Saturday, November 26, 2011

British Press Inquiry Turns the Tables on Tabloids

At New York Times, "Inquiry Into Press Tactics Turns the Tables on Tabloids."

LONDON — It is a story made to order for the sensation-hungry tabloid newspapers that have millions of avid readers in Britain: a roll call of A-list celebrities and crime victims pouring out — day by day, live on the Internet — the personal miseries they say they have endured in seeking to protect the everyday normality of their private lives.

But this time, for the tabloids, it is a story with a bitter twist. For what is happening in a courtroom at the Royal Courts of Justice has amounted to a turning of the tables, through the medium of a government-appointed inquiry into the “culture, ethics and practices” of British newspapers, that has turned into a legal soap opera in which the villains have emerged as the tabloids themselves.

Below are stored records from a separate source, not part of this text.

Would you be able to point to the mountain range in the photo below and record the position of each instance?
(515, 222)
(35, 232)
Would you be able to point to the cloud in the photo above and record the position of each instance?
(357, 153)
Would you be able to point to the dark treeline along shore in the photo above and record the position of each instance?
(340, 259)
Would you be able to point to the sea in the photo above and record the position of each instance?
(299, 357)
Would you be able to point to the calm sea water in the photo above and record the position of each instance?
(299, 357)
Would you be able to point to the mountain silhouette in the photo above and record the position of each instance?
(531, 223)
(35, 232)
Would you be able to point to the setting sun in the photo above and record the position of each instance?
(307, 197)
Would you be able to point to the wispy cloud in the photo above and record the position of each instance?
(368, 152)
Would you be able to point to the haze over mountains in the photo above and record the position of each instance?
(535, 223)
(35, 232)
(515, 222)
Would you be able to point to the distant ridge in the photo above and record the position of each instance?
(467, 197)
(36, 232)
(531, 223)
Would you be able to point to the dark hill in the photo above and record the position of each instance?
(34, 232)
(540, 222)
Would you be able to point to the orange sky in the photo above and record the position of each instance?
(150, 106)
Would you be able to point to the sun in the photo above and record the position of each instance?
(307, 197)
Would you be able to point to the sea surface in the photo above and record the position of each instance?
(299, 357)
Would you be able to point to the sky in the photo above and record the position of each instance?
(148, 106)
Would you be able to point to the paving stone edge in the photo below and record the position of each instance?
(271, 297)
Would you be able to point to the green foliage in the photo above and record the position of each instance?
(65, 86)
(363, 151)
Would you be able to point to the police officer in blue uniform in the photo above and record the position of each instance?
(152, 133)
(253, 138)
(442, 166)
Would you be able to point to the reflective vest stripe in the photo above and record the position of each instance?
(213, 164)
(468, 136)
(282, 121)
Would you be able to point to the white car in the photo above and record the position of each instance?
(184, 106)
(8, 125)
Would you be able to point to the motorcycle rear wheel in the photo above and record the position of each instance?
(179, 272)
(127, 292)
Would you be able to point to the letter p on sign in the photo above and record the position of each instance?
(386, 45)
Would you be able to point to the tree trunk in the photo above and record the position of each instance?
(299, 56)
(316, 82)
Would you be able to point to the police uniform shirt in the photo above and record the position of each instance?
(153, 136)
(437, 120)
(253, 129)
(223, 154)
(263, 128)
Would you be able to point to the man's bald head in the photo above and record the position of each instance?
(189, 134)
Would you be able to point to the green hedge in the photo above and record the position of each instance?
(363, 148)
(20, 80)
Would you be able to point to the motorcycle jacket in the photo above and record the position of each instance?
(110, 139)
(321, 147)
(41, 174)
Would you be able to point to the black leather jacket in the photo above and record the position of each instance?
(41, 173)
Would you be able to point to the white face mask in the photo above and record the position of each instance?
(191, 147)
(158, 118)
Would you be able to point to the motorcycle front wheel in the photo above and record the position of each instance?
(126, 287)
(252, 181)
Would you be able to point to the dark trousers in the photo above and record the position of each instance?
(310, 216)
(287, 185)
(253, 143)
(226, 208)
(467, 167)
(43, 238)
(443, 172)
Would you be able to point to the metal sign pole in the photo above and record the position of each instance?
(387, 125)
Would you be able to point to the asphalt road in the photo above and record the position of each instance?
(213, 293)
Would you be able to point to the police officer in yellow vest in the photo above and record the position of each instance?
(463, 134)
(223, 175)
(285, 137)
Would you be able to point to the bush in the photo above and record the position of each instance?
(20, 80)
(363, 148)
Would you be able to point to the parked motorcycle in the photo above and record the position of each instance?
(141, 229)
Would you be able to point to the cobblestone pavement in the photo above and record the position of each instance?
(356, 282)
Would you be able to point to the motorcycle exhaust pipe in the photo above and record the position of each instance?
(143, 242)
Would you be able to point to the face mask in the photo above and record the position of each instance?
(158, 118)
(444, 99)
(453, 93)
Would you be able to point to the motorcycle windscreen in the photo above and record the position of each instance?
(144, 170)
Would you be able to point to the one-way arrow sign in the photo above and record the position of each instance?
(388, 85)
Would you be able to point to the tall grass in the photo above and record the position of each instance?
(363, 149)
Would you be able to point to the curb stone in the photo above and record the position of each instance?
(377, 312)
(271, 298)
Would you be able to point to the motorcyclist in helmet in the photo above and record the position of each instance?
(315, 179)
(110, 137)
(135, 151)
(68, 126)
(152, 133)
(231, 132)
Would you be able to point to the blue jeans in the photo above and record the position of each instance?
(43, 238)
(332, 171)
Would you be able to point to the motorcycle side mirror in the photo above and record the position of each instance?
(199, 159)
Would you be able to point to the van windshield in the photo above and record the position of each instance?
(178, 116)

The high court judge leading the inquiry, Sir Brian Leveson, has called the sessions that began this week, relayed live on the inquiry’s Web site, a “right of reply” for victims of tabloid excesses. He has refused requests by the newspapers’ lawyers for the right to cross-examine the witnesses, and issued a formal warning to the mass-circulation papers not to strike back against those testifying with new articles that invade their privacy or damage their reputations.

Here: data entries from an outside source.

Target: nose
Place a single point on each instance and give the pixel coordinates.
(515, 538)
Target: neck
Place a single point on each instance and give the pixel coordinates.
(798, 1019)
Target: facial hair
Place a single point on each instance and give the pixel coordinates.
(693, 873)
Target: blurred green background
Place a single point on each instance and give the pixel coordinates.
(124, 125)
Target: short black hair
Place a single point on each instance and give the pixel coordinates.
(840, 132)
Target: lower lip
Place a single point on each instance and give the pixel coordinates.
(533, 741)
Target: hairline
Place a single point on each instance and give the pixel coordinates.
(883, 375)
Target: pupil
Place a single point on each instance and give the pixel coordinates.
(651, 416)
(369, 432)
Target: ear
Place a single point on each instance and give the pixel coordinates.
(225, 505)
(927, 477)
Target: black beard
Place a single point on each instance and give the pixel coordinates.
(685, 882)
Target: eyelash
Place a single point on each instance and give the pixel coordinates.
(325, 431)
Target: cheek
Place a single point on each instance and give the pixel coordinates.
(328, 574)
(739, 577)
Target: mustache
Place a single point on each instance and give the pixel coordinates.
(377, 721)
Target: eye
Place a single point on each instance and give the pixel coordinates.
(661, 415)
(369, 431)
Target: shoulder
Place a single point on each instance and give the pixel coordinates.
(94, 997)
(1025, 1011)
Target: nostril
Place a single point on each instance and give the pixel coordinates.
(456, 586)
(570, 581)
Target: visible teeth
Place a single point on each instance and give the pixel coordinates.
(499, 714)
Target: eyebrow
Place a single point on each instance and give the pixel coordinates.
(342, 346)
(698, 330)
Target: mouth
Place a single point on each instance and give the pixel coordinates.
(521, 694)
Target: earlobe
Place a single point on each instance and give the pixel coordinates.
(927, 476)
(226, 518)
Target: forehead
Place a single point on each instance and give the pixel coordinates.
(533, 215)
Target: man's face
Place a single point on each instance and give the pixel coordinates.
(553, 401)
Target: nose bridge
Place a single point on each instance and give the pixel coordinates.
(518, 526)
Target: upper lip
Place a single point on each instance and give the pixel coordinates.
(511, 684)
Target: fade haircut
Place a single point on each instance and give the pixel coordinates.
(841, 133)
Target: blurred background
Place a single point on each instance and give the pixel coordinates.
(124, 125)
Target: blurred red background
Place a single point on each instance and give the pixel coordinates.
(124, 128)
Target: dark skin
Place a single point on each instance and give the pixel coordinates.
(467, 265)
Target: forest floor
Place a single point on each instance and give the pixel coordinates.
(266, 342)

One of those taking advantage of the platform was Sienna Miller, 29, a New York-born actress who lives much of the year in London and found herself a target of intense tabloid scrutiny when she was dating the actor Jude Law. One of the inquiry’s most arresting moments came on Thursday when she described her experiences with London’s “relentless” paparazzi, and described being spat at, verbally abused and subjected to dangerous car chases while trying to elude them.

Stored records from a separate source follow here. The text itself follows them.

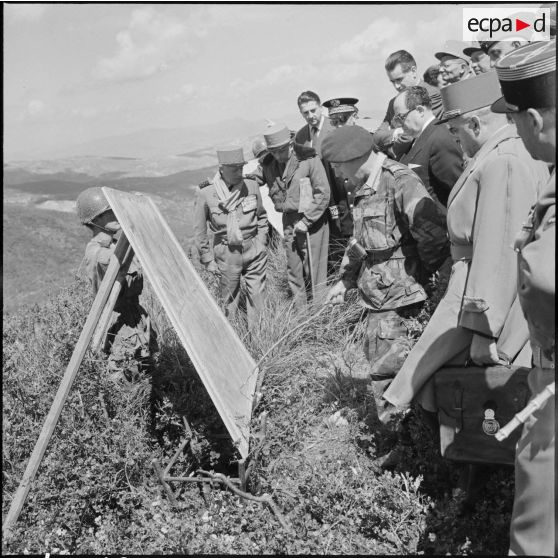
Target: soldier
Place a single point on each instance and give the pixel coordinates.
(299, 188)
(528, 81)
(232, 206)
(131, 341)
(400, 235)
(477, 318)
(342, 112)
(480, 61)
(401, 70)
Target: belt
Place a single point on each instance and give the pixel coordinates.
(540, 361)
(461, 252)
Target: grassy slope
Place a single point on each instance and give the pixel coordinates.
(96, 492)
(43, 248)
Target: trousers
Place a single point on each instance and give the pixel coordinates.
(299, 273)
(533, 524)
(234, 262)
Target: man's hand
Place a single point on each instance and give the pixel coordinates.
(300, 227)
(483, 350)
(212, 267)
(336, 294)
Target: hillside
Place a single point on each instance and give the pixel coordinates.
(43, 241)
(96, 492)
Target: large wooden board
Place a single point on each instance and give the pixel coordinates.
(274, 217)
(224, 365)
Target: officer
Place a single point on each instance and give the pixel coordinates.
(528, 81)
(232, 206)
(131, 341)
(342, 111)
(299, 188)
(476, 319)
(399, 240)
(480, 61)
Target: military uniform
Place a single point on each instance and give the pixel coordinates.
(528, 80)
(303, 170)
(485, 208)
(247, 256)
(131, 339)
(403, 232)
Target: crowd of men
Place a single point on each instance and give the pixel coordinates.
(443, 186)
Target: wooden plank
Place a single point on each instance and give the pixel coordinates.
(100, 335)
(66, 384)
(224, 365)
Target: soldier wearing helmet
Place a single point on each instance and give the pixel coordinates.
(231, 205)
(130, 340)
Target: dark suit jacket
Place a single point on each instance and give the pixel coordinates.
(303, 136)
(382, 136)
(440, 160)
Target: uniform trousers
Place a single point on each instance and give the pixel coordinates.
(533, 524)
(248, 260)
(445, 342)
(298, 269)
(386, 346)
(131, 340)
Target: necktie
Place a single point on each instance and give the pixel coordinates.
(313, 134)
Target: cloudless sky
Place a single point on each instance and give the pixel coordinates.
(75, 72)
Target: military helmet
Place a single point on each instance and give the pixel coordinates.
(90, 204)
(259, 147)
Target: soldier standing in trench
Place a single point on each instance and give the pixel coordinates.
(399, 241)
(299, 189)
(232, 206)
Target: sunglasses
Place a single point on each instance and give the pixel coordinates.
(398, 119)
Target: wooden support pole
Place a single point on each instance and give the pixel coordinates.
(104, 321)
(65, 385)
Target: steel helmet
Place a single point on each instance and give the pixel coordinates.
(259, 147)
(90, 204)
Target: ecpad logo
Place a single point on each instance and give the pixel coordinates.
(506, 24)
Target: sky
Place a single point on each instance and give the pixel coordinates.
(77, 72)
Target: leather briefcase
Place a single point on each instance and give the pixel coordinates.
(473, 403)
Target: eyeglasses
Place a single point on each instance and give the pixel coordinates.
(398, 119)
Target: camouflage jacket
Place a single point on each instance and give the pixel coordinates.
(403, 230)
(284, 183)
(97, 257)
(536, 247)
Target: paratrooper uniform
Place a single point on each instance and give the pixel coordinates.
(131, 340)
(303, 171)
(528, 79)
(238, 221)
(403, 232)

“I felt like I was living in some sort of video game,” Ms. Miller said. “For a number of years, I was relentlessly pursued by 10 to 15 men, almost daily.”

“I would often find myself — I was 21 — at midnight running down a dark street, alone, with 10 big men chasing me, and the fact that they had cameras in their hands meant that was legal,” she added. “But if you take away the cameras, what have you got? You’ve got a pack of men chasing a woman, and obviously that’s very intimidating.”